King v. San Jose Keystone Mining Co.
THE COURT. Plaintiff and respondent recovered a judgment for a balance due for services performed for defendants and appellants herein, and the sole question raised on this appeal is as to the sufficiency of the evidence to support the findings.
Plaintiff alleged that ‘ ‘ commencing on the 6th day of May, 1936, and continuing to and including the 24th day of January, 1938, in the County of Placer, State of California, at the special instance and request of the defendants San Jose Keystone Mining Company, H. Bert Walton and C. B. Wooster, and each of them, and upon the promise of the said last-named defendants, as hereinafter set forth, the plaintiff performed work and labor for the defendants in and about that certain mining property known as the San Jose Keystone Mine, which said work consisted of surveying above and underground, drawing plans and working maps of said mine, and the real property upon which it is situate, drawing plans for compressor house and ore bin, felling trees, installing air and water pipeline, installing electric motors, telephone system and wire lines, buying supplies, and like services required in the preparation of said property for mining-operations and the commencement of mining operations; that all of said work and labor was done and performed on said San Jose Keystone Mining property.” It was further alleged that defendants promised, at the time of the commencement of the work, to pay therefor at the rate of $180 a month, and that after allowing deductions for time off, plaintiff was entitled to compensation for worldng eighteen months and nine days. Plaintiff admitted receipt of $250 in cash, stock worth $250, and board and lodging- valued at $120.
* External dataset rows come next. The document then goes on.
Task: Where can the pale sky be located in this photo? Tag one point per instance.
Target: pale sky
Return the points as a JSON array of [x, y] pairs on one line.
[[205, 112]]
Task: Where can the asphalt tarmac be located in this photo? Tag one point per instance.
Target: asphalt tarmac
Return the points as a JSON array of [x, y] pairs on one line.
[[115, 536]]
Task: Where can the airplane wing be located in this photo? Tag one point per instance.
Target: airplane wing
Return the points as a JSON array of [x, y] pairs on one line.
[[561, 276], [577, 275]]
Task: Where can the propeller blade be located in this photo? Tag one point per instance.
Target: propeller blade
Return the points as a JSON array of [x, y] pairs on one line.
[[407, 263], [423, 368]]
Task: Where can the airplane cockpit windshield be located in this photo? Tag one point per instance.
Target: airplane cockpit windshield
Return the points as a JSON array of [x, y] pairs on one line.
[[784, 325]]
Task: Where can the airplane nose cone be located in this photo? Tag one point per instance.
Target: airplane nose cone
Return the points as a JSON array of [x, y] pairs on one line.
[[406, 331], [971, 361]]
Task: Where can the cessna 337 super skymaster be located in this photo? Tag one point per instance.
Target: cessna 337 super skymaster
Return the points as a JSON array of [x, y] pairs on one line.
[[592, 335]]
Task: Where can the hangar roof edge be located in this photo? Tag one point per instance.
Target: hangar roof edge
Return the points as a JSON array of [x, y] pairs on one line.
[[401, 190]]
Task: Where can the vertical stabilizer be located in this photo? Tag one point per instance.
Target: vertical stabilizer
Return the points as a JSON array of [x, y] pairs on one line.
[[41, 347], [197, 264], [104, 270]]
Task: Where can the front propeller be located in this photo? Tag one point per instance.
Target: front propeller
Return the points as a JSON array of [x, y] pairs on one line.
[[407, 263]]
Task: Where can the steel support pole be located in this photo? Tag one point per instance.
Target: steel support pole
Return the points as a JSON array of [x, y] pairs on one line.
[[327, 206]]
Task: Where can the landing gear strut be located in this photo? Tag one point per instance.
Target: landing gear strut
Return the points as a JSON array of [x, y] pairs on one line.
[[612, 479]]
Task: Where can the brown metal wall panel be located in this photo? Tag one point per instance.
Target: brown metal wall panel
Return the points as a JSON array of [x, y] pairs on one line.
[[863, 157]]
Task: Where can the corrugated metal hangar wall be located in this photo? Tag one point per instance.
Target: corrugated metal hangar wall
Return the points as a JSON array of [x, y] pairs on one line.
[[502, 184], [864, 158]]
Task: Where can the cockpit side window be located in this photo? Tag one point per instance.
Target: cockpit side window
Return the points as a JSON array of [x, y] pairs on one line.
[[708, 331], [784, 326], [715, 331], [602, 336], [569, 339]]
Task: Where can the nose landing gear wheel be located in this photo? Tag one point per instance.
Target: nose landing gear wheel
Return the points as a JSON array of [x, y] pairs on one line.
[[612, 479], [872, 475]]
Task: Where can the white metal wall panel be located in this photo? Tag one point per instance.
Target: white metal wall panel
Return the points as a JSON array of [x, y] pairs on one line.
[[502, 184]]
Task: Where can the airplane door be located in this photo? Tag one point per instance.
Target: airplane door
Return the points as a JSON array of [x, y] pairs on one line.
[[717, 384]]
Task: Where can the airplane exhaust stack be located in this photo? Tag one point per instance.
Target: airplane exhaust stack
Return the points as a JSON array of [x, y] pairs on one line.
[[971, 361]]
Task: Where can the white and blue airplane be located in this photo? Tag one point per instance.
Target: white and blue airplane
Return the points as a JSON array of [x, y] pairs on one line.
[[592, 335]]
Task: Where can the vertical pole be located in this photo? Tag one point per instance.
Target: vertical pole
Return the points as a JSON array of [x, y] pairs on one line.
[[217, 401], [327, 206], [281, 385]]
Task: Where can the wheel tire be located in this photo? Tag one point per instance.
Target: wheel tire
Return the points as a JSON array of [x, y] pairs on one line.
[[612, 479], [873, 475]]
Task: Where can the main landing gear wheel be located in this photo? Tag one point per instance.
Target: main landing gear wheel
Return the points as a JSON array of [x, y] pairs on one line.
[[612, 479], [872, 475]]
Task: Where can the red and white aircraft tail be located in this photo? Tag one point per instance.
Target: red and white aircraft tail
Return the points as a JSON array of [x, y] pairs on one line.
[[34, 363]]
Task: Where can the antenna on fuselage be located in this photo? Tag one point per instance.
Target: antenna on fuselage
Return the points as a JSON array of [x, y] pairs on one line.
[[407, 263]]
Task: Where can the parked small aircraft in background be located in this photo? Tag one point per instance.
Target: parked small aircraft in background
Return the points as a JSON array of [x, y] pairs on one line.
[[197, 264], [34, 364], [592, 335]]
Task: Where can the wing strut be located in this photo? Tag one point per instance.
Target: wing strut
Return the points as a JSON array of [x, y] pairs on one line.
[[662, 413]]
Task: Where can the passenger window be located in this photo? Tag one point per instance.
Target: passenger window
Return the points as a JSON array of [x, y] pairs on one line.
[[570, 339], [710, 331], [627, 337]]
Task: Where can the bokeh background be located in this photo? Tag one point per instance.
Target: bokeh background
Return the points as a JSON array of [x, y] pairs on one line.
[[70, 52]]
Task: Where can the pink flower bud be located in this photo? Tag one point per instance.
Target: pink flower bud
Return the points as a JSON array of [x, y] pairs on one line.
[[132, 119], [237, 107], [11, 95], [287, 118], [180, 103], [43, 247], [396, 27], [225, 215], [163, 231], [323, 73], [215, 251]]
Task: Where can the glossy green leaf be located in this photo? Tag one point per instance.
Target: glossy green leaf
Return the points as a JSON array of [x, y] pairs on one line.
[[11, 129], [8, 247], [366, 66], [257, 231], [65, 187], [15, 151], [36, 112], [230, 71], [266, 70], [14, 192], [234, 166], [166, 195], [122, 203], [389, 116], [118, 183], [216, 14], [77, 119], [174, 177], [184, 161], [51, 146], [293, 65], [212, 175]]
Defendant denied the existence of an agreement to pay plaintiff a fixed salary; admitted that plaintiff worked on the mine but alleged that he had been paid in full. A counterclaim for $149.50 for the use of a tractor was set up and allowed by the court.
The court found that all the facts alleged in the complaint were true, except that the work was not done at the special instance and request of H. Bert Walton and C. B. Wooster, individually. Judgment was given for $1,063.
We have, then, the simple question: How much, if anything, was plaintiff entitled to recover for the services rendered ?
[42]Considering the total credits admitted by plaintiff, the amount of the judgment and the counterclaim allowed, and the finding that plaintiff was entitled to compensation at the rate of $180 a month, it appears that the court determined the total value of the services rendered to be $1,840.50. To have earned this amount, at the foregoing rate, plaintiff must have worked a little more than ten months and six days.